Advantages of SETEs:
- Self filling devices that comprise of an osmotically active hydrogel. It’s a material that is also used in contact lenses.
- Expansion rates are controlled.
- They expand to sizes already determined.
- Consistent for each expander.
- Accurately defined for each expander for surgical planning.
- Chances of contracting an infection are very less.
- It requires local anesthesia and a short surgical procedure with small incision.
- No requirement of drains.
- There are zero chances of reusing the device as these are disposable tissue expanders. And hence are hygienically safe.
What are Templates?
Templates are pre-determined sizes to which the SETE expand. A specific template is provided for each shape and size for enabling the surgeon in aptly defining the recommended size of the pocket for the implant and the final size of the expander after swelling.
Procedure for Surgery:
Criteria for operation:
- Implantation of orbital & socket expanders should be carried out about 6 weeks to 3 months before artificial prosthesis fitting.
- The position of the orbital socket expander should be marked. The skin incision should be placed relatively far from the site of implantation, so as to avoid interference with wound healing due to the tension of the expander as it swells.
- Template usage is proposed to accurately mark the patient.
- Implantation can be performed under either local or general anesthesia depending upon the patient’s choice. While removing the expander, general anesthesia is preferred.
- After disinfecting the skin, the incision is infiltrated with 1%lidocaine containing vasoconstrictor epinephrine (1:200,000).
- Incision is taken longitudinally to the edge of the tumour or the scar outside from the area that needs to be expanded. The skin and fascia are separated bluntly and partly with the help of cautery until a pocket is created, which is double the size of the expander.
- Irrigation of the pocket should be done with Ringer’s solution and
subtle hemostasis should be done using cautery.
- Before the insertion of the expander, the wound edge has to be painted
with iodine solution using a blunt surgical retractor, which was dipped
into iodine solution.
- The surgeon should change his/her gloves. The expander is then
inserted into the prepared pocket using a sleeve in order to avoid skin
- Sharp instruments should not be used for insertion of the osmosis expander.
- A 3-layer wound closure is performed using a 3-0 reabsorbable suture
material for adaptation of the deep subcutaneous tissue with the fascia
at the crossing of the expanding healthy tissue to the edge of the tumor
or scar and an adapting corium suture with the same thread.
A drainage tube is not required.
- Adhesive dressing can be placed on the skin cranially, laterally, and
medially around the expander to prevent expander dislocation during
the early expansion phase.
- After incision of the old suture, the expander rises out of its pocket. The removal is supported by subtle pressure to the expander. Big expanders can easily be cut into two or more pieces in order to facilitate removal through a small incision.

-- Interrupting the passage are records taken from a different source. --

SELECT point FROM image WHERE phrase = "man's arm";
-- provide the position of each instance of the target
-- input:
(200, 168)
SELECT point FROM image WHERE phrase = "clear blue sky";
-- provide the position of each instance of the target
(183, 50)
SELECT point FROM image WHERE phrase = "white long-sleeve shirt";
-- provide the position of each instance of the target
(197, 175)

- Then, the pocket is irrigated copiously with 0.9% saline or Ringer’s lactate solution.
- Marking of the resection area of the tumor or scar is done.
- After removal of the resection area, a layer-wise wound closure is performed. A drainage tube is not required.

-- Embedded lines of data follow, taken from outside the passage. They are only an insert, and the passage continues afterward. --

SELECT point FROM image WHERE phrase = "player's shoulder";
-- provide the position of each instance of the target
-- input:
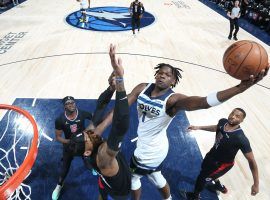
(141, 86)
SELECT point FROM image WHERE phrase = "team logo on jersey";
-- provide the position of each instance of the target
(73, 128)
(107, 19)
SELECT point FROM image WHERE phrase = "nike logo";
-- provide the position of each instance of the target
(123, 98)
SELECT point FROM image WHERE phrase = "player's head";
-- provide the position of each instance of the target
(167, 76)
(69, 103)
(92, 142)
(236, 116)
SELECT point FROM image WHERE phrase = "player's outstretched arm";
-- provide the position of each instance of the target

Contraindications for the use of SETEs:
- Local infection in the area to be expanded.
- Damaged tissue caused by radiation therapy.
- Severe psychological instability such as inappropriate attitude or motivation, or a lack of understanding of the risks involved with the surgical procedure and expander.

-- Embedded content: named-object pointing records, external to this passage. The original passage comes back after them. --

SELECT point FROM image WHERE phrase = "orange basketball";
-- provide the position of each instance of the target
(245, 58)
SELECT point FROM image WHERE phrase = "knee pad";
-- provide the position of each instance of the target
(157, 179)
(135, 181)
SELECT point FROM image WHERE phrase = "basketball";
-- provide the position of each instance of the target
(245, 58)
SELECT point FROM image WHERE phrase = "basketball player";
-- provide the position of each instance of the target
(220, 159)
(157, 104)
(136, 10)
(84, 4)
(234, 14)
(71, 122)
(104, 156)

- Thin, atrophied tissue in the area to be expanded.
Possible adverse effects:
- Capsule formation and contracture
- Extrusion of Expander/ Delayed or interrupted wound healing
- Fluid accumulation
- Cosmetic results which are not as expected
- Thrombosed veins developing temporarily in the area of device
- Hypertrophic scarring
- Pain as a result of an improperly sized and/or placed implant due to compression of nerves.